Funny, that’s a little simplified if my Gender Issues reading was any kind of accurate…
“The menopausal male”.
Completely unrelated to the above, I am finding myself very close to a shutdown point. I do not want to be where I am doing what I’m doing. I have absolutely no idea where I’d rather be, but I am feeling distinctly… unhappy, borderline miserable, and that’s an odd feeling for me.
Except for, you know, this school year.
But today’s only Monday. My aunt, the wife of my uncle who died six weeks ago today of cancer, was found dead yesterday. I have two tests tomorrow. I have a milestone due to for a project on Wednesday. My physical health has deteriorated to the point that I am no longer running and am scared to try. I am violently swinging between mania and near-aphasia.
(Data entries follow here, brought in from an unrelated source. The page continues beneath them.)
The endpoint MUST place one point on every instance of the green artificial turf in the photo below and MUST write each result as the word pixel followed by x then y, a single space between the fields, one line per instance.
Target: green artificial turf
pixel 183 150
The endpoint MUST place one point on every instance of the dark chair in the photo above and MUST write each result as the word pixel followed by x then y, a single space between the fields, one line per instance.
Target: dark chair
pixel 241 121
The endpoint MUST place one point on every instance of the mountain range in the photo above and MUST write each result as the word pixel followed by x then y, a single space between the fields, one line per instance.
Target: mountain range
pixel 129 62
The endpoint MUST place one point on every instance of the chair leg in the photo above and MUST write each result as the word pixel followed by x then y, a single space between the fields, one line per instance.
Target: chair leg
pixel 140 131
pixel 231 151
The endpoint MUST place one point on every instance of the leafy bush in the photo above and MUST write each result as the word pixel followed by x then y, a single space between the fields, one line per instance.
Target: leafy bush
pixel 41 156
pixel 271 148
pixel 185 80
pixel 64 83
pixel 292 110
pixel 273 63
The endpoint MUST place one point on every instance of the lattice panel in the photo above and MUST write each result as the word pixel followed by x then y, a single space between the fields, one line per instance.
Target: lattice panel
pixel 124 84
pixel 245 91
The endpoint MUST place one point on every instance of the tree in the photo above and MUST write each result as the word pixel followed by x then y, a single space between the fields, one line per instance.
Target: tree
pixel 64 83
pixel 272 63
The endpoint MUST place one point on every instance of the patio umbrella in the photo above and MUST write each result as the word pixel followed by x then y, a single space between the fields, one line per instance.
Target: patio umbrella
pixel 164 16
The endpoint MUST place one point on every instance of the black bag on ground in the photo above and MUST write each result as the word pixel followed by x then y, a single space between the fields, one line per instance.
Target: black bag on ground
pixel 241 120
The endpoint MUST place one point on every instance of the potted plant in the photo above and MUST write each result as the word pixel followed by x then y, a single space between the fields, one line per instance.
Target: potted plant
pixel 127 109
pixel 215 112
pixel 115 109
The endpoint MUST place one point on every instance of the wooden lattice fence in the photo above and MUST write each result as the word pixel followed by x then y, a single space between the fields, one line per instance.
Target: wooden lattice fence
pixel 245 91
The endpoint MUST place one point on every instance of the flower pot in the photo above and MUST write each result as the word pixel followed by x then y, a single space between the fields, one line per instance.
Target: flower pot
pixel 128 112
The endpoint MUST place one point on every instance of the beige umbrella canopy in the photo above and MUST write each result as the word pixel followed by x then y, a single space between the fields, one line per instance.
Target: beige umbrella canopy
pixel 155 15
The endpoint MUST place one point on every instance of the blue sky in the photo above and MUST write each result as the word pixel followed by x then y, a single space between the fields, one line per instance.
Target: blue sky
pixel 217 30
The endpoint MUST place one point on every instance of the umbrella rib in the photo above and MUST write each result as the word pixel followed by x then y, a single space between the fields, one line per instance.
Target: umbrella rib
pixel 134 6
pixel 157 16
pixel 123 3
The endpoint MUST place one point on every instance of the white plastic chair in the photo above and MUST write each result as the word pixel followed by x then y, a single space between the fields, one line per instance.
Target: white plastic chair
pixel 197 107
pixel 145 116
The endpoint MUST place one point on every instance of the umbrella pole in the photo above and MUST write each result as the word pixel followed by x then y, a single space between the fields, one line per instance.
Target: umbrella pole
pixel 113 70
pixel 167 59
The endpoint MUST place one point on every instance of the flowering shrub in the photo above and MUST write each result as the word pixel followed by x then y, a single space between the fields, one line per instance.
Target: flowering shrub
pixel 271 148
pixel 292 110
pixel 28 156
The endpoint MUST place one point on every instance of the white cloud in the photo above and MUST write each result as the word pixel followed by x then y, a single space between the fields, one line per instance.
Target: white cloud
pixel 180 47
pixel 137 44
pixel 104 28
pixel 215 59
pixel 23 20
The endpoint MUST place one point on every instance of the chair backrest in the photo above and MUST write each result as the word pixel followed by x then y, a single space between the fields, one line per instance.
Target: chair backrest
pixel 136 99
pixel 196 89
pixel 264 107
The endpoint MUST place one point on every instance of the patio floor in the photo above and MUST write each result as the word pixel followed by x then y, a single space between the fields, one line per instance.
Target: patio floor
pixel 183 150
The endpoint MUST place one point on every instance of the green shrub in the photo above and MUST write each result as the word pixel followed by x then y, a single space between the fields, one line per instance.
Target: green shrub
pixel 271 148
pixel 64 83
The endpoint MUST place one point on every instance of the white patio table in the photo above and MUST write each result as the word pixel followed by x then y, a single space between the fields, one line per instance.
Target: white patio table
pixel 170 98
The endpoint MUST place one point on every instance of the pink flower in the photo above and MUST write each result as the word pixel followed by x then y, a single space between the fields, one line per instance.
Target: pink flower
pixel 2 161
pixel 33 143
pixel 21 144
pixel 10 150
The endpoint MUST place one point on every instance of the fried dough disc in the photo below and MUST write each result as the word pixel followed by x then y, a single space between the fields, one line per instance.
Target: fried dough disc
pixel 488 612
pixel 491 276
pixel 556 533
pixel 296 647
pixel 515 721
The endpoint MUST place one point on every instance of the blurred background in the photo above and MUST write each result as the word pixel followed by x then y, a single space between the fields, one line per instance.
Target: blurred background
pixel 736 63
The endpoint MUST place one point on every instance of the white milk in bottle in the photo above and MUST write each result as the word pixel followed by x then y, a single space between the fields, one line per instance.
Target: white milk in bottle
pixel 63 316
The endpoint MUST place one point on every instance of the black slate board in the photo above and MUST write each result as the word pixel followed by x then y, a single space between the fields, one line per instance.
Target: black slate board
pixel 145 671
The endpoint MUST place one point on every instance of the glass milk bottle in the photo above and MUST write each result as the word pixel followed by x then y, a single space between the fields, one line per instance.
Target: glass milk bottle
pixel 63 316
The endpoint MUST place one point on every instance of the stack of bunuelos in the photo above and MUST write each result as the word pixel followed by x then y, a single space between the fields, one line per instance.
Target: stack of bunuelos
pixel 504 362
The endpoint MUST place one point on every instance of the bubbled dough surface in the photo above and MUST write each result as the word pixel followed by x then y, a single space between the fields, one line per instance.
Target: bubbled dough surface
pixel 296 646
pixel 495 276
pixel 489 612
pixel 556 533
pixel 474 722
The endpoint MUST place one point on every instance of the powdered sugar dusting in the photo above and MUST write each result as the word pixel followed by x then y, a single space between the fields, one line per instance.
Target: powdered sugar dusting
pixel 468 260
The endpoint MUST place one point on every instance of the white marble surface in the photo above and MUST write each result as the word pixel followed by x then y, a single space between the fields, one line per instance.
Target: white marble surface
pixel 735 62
My stomach, when it is not revolting against anything and everything I eat, no matter how bland, feels permanantly clenched in panic. This… pressure builds behind my eyes and squeezes until I nap or step outside in the frosty weather to cool down. Worse than sleeping through class (which I am still doing), I am also simply tuning out.
What’s gone wrong? My weekends are not supposed to be stressful. They are my chance to get a good night’s sleep to recover from the events of the past week. This past weekend jolted my psyche more than it soothed it.
If my upcoming four-day weekend is not sufficient for me to recover my aplomb and some of my zeal, I’m going to be taking a break from some things. Like the newspaper. Like NSBE and its social drama. Like one or two of my jobs.
The alternative to not taking a break is not looking pretty right now.
I was told last night, “What the hell good are you to anyone if you can’t balance work and fun? I sure as hell would fire your ass if you couldn’t do both.”
I think it’s a valid point. I’ve lost my balance.